Now, that’s how to insult a profession.

Jefferson continued that newspapers were “depraving the public taste and lessening its relish for sound food. As vehicles of information and a curb on our functionaries, they have rendered themselves useless by forfeiting all title to belief.”

In the words of Sheldon Cooper, “Bazinga.”

Now, wait a minute. Wait, wait, wait.

This Thomas Jefferson. Wasn’t he the author of the Declaration of Independence, the guy who pushed James Madison to include a Bill of Rights — including a specific guarantee of freedom of the press — in the Constitution?

The answer is, of course, yes.

So how is it that a person who had no respect for the media insisted it be unfettered?

The answer reveals a fundamental misunderstanding. Freedom of the press was not enshrined to protect the press. It was ordained to protect the people.

Jefferson knew communication was going to happen. He saw two options. (1) Have government stick its nose into what people can say and hear, to have a trump (sorry) card? Or (2) leave it to the people to can take it all in and sort it all out, deciding what to believe, where to place their trust?

Neither option is perfect, or even close to perfect.

Jefferson, however, was distinctly hopeful on this point:

“The public judgment will correct false reasonings and opinions on a full hearing of all parties,” Jefferson said when being inaugurated as president for a second term, “and no other definite line can be drawn between the inestimable liberty of the press and its demoralizing licentiousness. If there be still improprieties which this rule would not restrain, its supplement must be sought in the censorship of public opinion.”

Other nations, before and since, have found America’s approach foolish. Both benign dictatorships and tyrannies of fear have believed the notion that government should not manage what people see, hear and read has been (and is) seen as dangerous (especially to government).

Are some sectors of the media out to get Trump? No doubt. His shallow inconsistency, abusive speech and lack of interest in objective truth are maddening. Are some media practitioners out to prop him up, to explain away his quirks? Yes, that, too.

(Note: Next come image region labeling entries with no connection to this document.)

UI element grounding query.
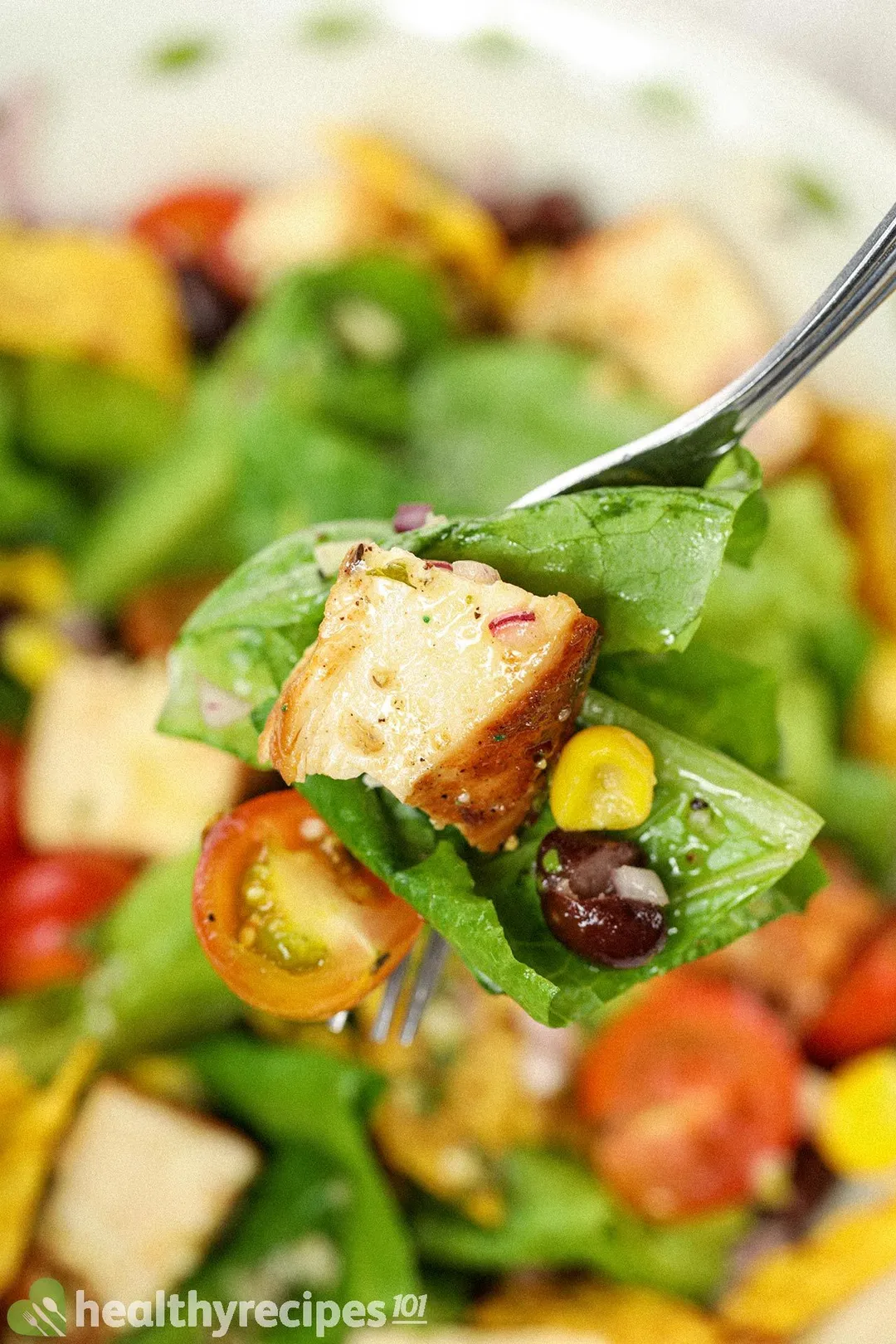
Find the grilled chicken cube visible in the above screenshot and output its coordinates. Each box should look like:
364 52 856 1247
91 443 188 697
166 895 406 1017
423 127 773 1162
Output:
37 1077 261 1303
22 655 243 858
261 542 598 850
512 210 816 470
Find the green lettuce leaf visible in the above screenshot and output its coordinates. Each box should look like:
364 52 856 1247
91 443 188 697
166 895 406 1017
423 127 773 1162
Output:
160 488 744 762
301 691 821 1025
414 1151 750 1301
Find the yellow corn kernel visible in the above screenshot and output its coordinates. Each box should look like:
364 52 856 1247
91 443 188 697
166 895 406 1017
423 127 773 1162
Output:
816 1049 896 1176
551 724 657 830
0 547 70 616
849 637 896 767
0 616 69 691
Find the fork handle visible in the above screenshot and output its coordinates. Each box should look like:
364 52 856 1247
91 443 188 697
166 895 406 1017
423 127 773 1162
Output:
512 193 896 508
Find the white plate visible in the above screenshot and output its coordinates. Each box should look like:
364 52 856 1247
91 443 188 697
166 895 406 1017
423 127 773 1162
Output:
0 0 896 1344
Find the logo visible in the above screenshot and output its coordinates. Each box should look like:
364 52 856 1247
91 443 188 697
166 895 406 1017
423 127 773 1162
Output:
7 1278 66 1339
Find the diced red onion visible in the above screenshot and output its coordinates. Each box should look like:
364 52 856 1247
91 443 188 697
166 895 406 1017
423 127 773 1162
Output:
489 611 534 639
392 504 432 533
454 561 501 583
612 863 669 906
199 679 251 728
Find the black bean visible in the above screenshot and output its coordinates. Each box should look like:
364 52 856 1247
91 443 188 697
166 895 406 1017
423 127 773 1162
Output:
536 830 666 969
490 191 588 247
178 265 243 355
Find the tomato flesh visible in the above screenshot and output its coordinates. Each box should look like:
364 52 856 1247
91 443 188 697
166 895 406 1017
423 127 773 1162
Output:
577 971 799 1220
0 850 137 993
193 791 421 1021
130 187 246 297
805 919 896 1064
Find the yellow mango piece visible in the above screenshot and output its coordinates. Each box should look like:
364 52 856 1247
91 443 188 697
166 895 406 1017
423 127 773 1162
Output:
0 546 70 616
0 226 187 397
328 130 506 297
475 1282 728 1344
849 639 896 769
811 411 896 633
720 1200 896 1339
816 1049 896 1176
0 1040 100 1293
551 724 657 830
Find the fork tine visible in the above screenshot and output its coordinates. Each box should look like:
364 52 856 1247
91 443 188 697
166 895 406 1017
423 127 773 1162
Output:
371 952 411 1045
399 928 449 1045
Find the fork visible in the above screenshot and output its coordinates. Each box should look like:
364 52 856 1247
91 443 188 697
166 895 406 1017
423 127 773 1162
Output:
329 194 896 1045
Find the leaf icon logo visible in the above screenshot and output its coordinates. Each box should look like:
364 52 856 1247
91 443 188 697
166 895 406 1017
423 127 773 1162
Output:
7 1278 66 1339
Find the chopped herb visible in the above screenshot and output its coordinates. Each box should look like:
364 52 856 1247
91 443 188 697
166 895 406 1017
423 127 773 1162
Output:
786 168 844 219
149 37 215 74
299 8 376 47
542 850 562 872
464 28 528 65
634 80 697 121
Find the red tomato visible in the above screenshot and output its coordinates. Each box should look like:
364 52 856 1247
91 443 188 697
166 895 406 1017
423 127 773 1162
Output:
193 789 421 1021
0 850 137 930
0 733 22 861
805 919 896 1064
579 971 799 1220
130 187 246 295
0 919 89 995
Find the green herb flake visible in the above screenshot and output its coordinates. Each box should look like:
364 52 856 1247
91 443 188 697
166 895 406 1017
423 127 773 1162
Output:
786 168 844 219
464 28 528 65
148 37 215 74
634 80 697 122
542 850 562 872
298 8 376 47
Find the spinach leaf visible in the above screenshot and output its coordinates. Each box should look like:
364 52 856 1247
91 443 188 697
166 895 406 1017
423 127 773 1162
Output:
75 256 449 606
301 691 821 1025
189 1035 416 1303
160 475 743 762
475 691 821 1019
20 356 180 470
0 854 243 1077
414 1151 750 1301
594 639 781 776
408 485 747 653
411 338 672 514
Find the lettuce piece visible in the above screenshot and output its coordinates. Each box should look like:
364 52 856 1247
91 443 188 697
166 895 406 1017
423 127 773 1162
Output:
594 637 781 776
411 338 673 514
0 854 245 1077
299 691 822 1025
20 356 180 469
189 1035 419 1303
75 256 449 607
414 1151 751 1301
160 488 744 762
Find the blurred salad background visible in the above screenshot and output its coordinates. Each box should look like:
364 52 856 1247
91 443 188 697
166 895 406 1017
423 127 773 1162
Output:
0 0 896 1344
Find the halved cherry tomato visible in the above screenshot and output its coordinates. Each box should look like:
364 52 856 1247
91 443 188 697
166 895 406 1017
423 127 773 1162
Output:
0 733 22 863
0 850 137 930
130 187 246 295
579 971 799 1220
193 789 421 1021
0 919 90 995
805 919 896 1064
0 850 137 993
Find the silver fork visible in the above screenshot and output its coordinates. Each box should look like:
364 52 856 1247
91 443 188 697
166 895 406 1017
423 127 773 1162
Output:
335 194 896 1045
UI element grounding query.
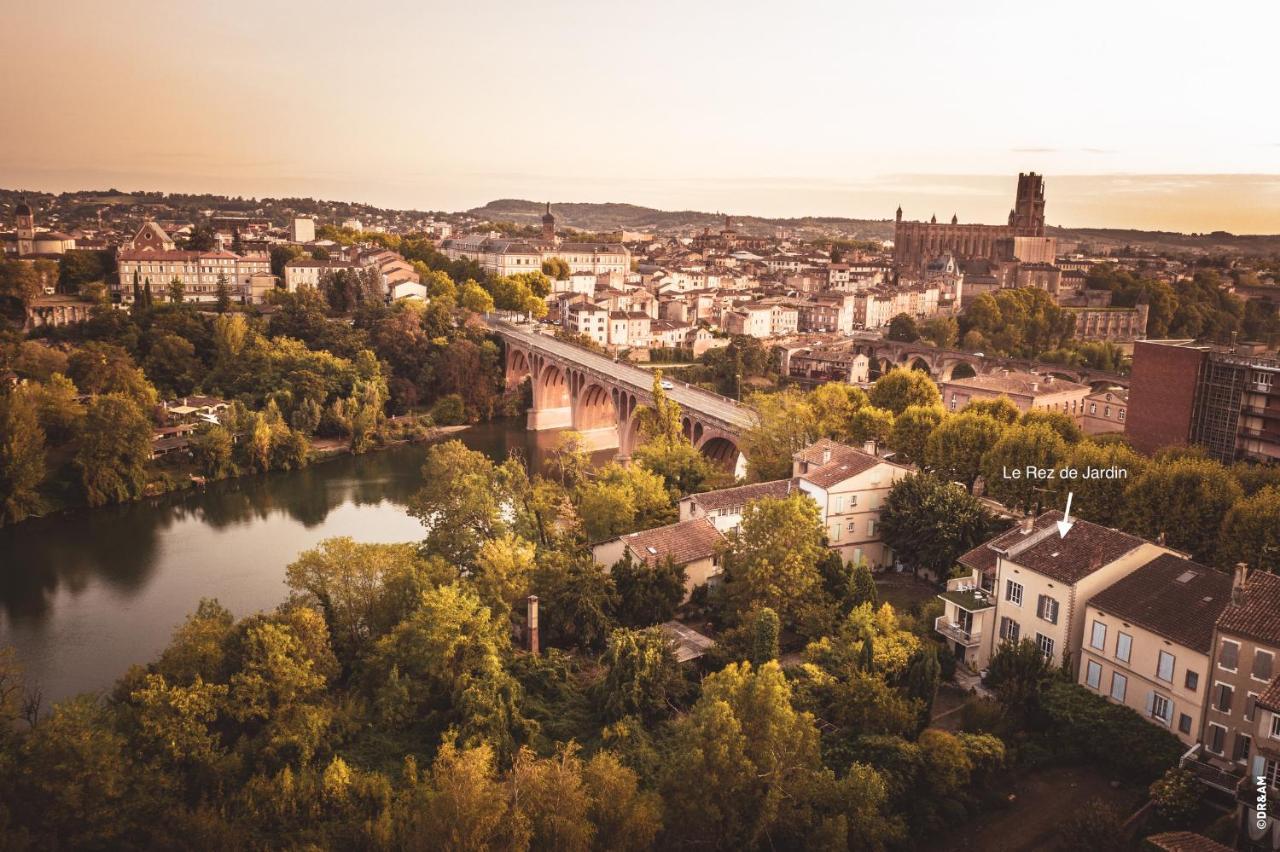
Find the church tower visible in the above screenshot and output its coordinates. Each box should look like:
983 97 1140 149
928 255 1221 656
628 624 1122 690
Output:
13 198 36 256
1010 171 1044 237
543 201 556 243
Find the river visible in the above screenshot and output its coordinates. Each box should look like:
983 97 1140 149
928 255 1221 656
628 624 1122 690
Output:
0 421 588 706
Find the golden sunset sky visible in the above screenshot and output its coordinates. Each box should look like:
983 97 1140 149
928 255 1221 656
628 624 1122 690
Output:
0 0 1280 233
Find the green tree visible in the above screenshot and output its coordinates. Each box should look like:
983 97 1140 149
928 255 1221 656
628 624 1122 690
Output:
600 627 684 722
1123 457 1243 562
924 412 1005 493
609 553 685 627
890 406 942 464
0 393 45 526
76 393 151 505
726 494 826 631
982 423 1066 510
1217 486 1280 573
868 367 942 417
879 473 995 577
742 390 818 482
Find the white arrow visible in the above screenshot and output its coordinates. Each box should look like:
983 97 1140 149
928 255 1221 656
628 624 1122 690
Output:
1057 491 1075 539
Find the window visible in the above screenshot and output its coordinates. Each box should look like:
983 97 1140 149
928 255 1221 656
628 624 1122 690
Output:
1204 723 1226 755
1116 633 1133 663
1147 692 1174 725
1231 733 1253 764
1217 640 1240 672
1253 649 1275 681
1036 595 1057 624
1156 651 1174 683
1213 683 1235 713
1084 660 1102 690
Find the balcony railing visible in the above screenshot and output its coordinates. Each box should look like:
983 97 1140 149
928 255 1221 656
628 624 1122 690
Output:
1178 743 1244 796
933 615 982 647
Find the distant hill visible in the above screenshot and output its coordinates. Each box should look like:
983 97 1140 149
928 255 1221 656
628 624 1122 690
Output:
466 198 1280 255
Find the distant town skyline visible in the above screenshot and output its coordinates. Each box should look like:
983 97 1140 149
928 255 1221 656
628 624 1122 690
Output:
0 0 1280 233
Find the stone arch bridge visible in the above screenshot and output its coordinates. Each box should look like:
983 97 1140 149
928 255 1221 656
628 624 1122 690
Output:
852 338 1129 388
489 320 756 473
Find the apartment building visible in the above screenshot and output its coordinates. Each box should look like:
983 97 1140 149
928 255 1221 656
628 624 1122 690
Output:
942 370 1092 423
680 480 797 532
791 438 915 568
1078 554 1231 746
1183 565 1280 808
591 518 724 600
1125 340 1280 463
934 510 1178 669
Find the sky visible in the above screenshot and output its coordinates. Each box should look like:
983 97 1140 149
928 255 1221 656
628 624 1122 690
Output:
0 0 1280 233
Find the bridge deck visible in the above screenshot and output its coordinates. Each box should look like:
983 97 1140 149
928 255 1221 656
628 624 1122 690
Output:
488 319 755 432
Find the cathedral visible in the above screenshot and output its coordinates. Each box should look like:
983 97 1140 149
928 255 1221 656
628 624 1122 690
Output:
893 171 1057 272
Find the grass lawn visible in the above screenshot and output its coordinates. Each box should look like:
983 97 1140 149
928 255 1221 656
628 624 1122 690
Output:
929 766 1146 852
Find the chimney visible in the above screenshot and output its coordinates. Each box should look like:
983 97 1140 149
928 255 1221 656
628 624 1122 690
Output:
1231 562 1249 606
527 595 538 656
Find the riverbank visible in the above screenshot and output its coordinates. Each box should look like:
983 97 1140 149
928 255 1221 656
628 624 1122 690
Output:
8 414 472 527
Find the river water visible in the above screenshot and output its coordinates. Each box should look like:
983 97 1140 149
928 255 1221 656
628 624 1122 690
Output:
0 421 586 706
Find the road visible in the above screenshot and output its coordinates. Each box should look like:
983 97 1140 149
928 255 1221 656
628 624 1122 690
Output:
488 320 756 432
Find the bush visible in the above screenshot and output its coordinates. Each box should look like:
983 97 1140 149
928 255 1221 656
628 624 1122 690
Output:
1039 681 1184 783
431 394 467 426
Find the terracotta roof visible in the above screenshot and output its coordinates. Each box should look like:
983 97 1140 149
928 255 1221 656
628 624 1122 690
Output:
1258 674 1280 713
946 372 1089 397
685 480 796 512
618 518 724 565
1217 571 1280 646
992 510 1146 583
1090 550 1231 654
1147 832 1231 852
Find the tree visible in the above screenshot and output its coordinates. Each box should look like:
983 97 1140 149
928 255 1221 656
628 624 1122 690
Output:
1219 486 1280 573
879 473 995 578
600 627 684 722
983 638 1053 722
924 412 1004 493
76 393 151 505
884 313 920 343
982 423 1066 510
609 551 685 627
868 367 942 417
726 494 826 631
890 406 942 464
191 423 236 480
0 393 45 526
284 537 452 665
1123 457 1243 562
742 390 818 482
410 441 506 565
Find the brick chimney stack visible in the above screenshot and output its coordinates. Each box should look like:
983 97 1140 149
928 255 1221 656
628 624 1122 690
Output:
529 595 538 656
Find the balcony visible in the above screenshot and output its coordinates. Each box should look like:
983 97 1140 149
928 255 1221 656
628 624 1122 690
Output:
933 615 982 647
1178 743 1244 796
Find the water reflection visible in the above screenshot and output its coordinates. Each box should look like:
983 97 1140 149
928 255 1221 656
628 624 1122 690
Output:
0 422 588 700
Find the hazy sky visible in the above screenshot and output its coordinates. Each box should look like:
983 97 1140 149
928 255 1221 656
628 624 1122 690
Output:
0 0 1280 233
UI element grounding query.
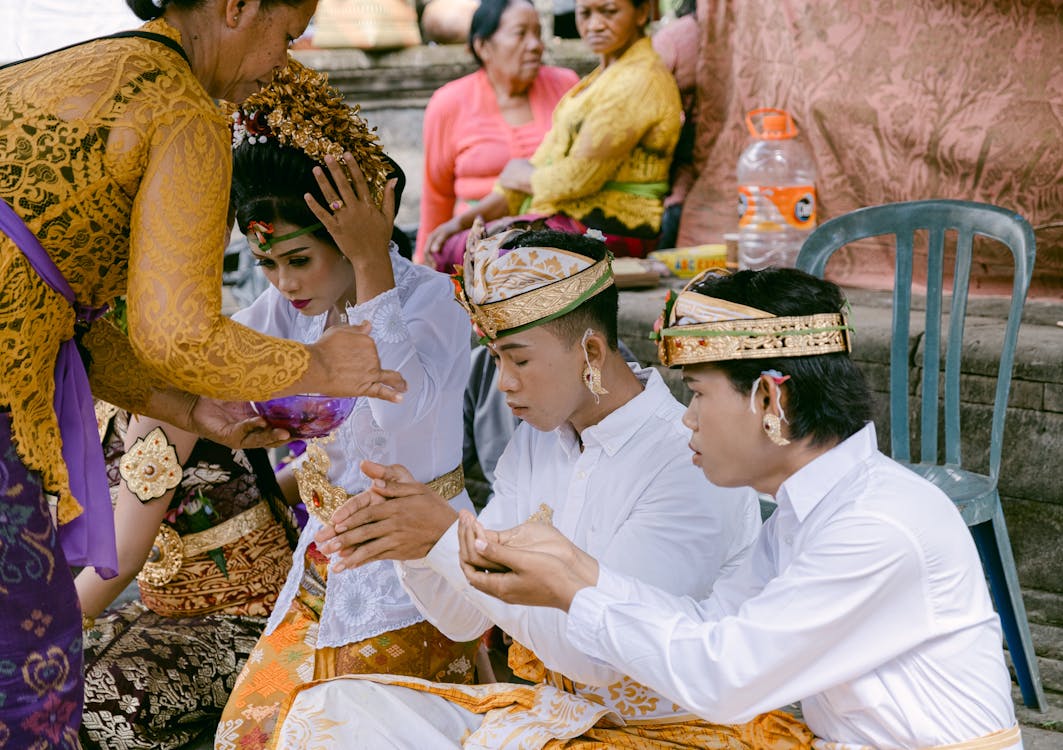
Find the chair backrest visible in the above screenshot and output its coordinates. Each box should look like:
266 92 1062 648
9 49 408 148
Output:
797 200 1036 477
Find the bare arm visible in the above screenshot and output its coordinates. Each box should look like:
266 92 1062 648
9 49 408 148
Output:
74 417 197 617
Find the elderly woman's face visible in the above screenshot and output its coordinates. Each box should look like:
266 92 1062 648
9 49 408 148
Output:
476 0 543 90
576 0 649 62
212 0 318 102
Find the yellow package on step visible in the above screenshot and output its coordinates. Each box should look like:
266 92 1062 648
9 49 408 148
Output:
648 244 727 278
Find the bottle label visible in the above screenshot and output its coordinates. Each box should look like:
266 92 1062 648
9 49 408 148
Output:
738 185 815 229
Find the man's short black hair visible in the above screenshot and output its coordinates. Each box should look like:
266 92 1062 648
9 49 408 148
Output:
693 268 872 445
503 229 620 351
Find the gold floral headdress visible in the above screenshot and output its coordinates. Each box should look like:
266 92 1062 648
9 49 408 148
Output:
453 218 613 343
654 269 853 367
225 56 390 206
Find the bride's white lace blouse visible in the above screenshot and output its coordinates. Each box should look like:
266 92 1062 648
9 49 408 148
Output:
239 245 472 648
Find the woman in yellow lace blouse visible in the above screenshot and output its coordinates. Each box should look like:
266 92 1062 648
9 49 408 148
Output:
425 0 682 265
0 0 402 748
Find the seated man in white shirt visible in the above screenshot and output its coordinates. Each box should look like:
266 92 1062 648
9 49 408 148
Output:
460 269 1022 750
267 229 811 750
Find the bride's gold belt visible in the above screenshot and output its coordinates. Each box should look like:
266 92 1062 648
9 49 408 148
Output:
137 502 273 586
292 441 465 524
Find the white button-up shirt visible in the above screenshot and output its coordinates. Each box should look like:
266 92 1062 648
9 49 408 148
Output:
398 369 760 688
233 245 472 647
567 424 1015 748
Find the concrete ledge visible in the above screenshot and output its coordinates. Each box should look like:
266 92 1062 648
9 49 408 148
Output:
620 288 1063 599
293 39 597 110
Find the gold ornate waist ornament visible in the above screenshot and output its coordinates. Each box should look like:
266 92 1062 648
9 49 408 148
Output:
137 502 273 586
652 269 853 367
292 433 465 524
452 217 613 343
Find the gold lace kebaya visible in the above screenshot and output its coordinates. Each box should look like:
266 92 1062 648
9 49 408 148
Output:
454 220 613 343
0 19 309 524
654 269 853 367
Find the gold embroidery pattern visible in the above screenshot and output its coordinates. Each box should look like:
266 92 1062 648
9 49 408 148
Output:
137 502 291 617
118 427 181 502
181 502 273 558
508 641 690 721
458 257 613 339
92 399 118 443
136 524 184 586
658 313 849 367
528 502 554 526
0 19 309 523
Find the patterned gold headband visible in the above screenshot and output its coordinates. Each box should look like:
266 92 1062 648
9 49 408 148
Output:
225 56 390 206
655 269 853 367
453 256 613 340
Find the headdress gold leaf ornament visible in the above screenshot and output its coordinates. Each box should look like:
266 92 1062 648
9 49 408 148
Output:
453 218 613 343
224 55 390 207
654 269 853 367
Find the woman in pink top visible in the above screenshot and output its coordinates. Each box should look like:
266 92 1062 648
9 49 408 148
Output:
415 0 579 262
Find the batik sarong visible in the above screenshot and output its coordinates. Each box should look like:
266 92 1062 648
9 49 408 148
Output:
0 411 82 750
215 543 479 750
81 601 266 750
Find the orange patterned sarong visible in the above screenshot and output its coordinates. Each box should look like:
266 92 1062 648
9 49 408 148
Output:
215 544 479 750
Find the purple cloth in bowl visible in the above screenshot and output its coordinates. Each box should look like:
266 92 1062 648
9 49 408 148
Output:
251 394 358 440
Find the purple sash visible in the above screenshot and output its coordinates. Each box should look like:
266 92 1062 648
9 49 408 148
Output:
0 200 118 578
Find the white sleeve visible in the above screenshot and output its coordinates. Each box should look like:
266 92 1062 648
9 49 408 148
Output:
405 438 755 685
349 270 471 431
568 513 932 723
395 437 529 641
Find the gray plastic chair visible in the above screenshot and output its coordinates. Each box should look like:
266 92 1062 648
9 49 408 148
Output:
797 200 1046 710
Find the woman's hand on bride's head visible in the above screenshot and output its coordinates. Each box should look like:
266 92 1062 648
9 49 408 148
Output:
304 153 398 266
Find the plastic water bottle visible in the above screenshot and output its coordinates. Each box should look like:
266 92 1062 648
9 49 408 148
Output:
738 107 815 270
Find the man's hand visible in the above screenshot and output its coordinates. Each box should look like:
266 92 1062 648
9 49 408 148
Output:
314 461 458 570
188 396 290 448
458 511 598 612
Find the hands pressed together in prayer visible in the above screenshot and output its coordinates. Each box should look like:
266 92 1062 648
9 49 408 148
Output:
314 454 458 572
458 511 598 612
314 461 598 611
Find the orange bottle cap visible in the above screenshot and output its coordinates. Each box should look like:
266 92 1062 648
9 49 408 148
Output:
745 107 798 140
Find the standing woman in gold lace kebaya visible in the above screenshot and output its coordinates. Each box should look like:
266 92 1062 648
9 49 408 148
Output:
0 0 404 748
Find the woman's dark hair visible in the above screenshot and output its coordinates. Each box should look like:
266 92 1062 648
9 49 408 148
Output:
502 229 620 351
125 0 306 21
693 268 872 445
230 140 410 257
469 0 533 68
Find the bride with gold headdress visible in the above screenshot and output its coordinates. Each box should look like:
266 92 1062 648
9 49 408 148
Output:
216 61 476 748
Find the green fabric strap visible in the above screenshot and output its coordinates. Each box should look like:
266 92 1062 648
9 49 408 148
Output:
479 268 613 344
602 180 669 201
256 221 324 253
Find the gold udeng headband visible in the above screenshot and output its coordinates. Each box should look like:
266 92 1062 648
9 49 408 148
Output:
657 312 853 367
454 256 613 340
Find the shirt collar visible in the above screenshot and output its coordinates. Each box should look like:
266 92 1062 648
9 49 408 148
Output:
777 422 878 523
557 364 672 456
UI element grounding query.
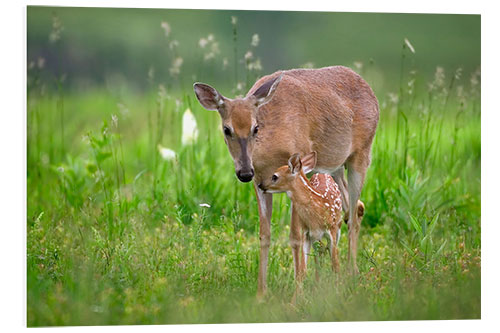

Is there dishonesty among media folks? Yes. There is no career field free of hacks and zealots and assorted weirdos.

Two more things:

First, the role of the media as a foil for politicians can’t be discounted. From Jefferson’s day until today people in or seeking power bash journalists to elevate themselves. Witness how often Gov. Phil Bryant and Lt. Gov. Tate Reeves claim they, like Trump, are victims of distortion and unfairness. They usually throw in “liberal,” too.

Second, and far more significant is this: Trusting the people to separate worthwhile information from worthless information works, or at least it has worked to date.

All of traditional journalism and especially community journalism is under threat for multiple reasons, mostly competition for an audience due to this thing called the internet. It is assumed, perhaps correctly, that the thud in the driveway will sooner or later completely be replaced. That’s fine.

What must not be lost in the scurry for audience is the solid fact that quality and thorough local reporting makes communities better. Some of what the people are told will be wrong. Some (we hope most) will be right. Voters will sometimes get it right. Sometimes they won’t.

With a few star-struck exceptions, most media practitioners didn’t enter the field to be popular or, importantly, to mislead. But long, long before Trump “journalist” always polled second-to-last as a respected profession. (“Politician” is consistently last.)

It’s not about the media, or respect for the media. It’s about whether to have faith that people will usually choose the better path.

Perhaps one freshly minted journalist put it best when she tweeted that she was off to a career of long hours and low pay. As a refrain, she added, “but at least people will hate me.”